Segundo OPAS/OMS, é essencial evitar alimentos ultraprocessados, que estão fortemente associados a sobrepeso, obesidade e doenças crônicas não transmissíveis. Foto: EBC

Representantes de 14 países das Américas reunidos em Brasília reafirmaram na terça-feira (4) seu compromisso em combater a epidemia de obesidade infantil. Delegações expressaram interesse em prorrogar um plano da ONU sobre o tema, com vigência até 2019. Estratégia prevê medidas como a taxação de alimentos pouco saudáveis e a regulação do marketing e da rotulagem de bens alimentícios.

Em todo o mundo, o número de crianças e adolescentes obesos, com idade de cinco a 19 anos, aumentou dez vezes nas últimas quatro décadas. Em 1975, esse grupo representava menos de 1% dos jovens nessa faixa etária – o equivalente a 5 milhões de meninas e 6 milhões de meninos. Em 2016, existiam 50 milhões de meninas e 74 milhões de meninos obesos, representando, respectivamente, em torno de 6% e 8% da população total de crianças e adolescentes de acordo com o gênero.

Também em 2016, outros 213 milhões de jovens de cinco a 19 anos de idade estavam com sobrepeso.

Segundo um estudo liderado em 2017 pelo Imperial College London e pela Organização Mundial da Saúde (OMS), se as tendências atuais continuarem, haverá mais crianças e adolescentes com obesidade do que com desnutrição moderada e grave até 2022.

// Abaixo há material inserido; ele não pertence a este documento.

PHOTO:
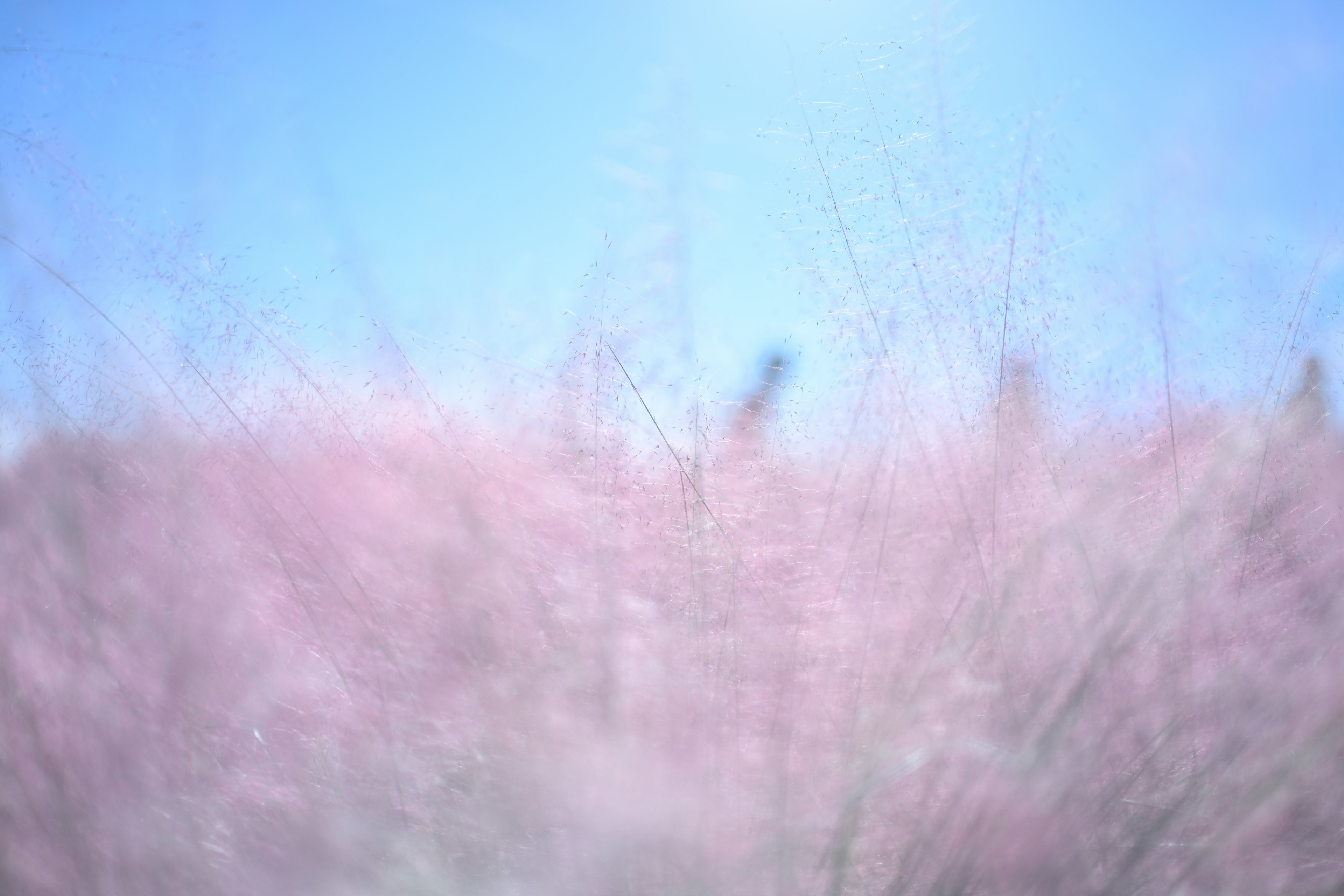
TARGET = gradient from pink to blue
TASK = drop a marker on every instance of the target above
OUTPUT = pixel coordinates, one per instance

Para enfrentar esse problema no nível regional, o Ministério da Saúde do Brasil e a Organização Pan-America da Saúde (OPAS) – braço regional da OMS – promoveram nesta semana um encontro com representações de 14 países. Participaram oficiais do Brasil, Argentina, Belize, Bolívia, Canadá, Chile, Colômbia, Costa Risca, Equador, Granada, México, Panamá, Peru e Uruguai, além de membros da academia e sociedade civil.

As delegações reiteraram a importância do Plano de Ação da OPAS para a Prevenção da Obesidade em Crianças e Adolescentes 2014-2019. Os representantes nacionais também indicaram que uma extensão da estratégia favoreceria a implementação de ações que requerem mais tempo para serem concretizadas.

O plano apresenta cinco linhas de atuação, incluindo atenção primária à saúde e promoção do aleitamento materno e da alimentação saudável, a melhoria dos ambientes de nutrição e da atividade física escolar, políticas fiscais e regulamentação do marketing e da rotulagem de alimentos.

De acordo com Fábio Gomes, assessor regional de Nutrição e Atividade Física da OPAS, vários países das Américas estão buscando formas de estimar o impacto de medidas regulatórias na redução de doenças crônicas não transmissíveis.

“Por isso estamos desenvolvendo ferramentas de simulação de impostos sobre bebidas açucaradas, que permitirão aos países, por exemplo, trabalhar com distintas estruturas fiscais e valores de impostos, bem como os impactos na redução de vendas, entre outros”, afirmou o especialista.

O intercâmbio entre as nações sobre iniciativas voltadas para o tema foi um dos pontos elencados como prioridade para os próximos anos. Segundo Gomes, “a publicação de experiências exitosas realmente inspira outros países e os auxilia a entender não apenas seu impacto, mas qual o melhor caminho para ter sucesso”.

O encontro regional teve a participação da OPAS, do Fundo das Nações Unidas para a Infância (UNICEF), da Organização das Nações Unidas para a Alimentação e a Agricultura (FAO) e do Centro de Excelência da ONU contra a Fome.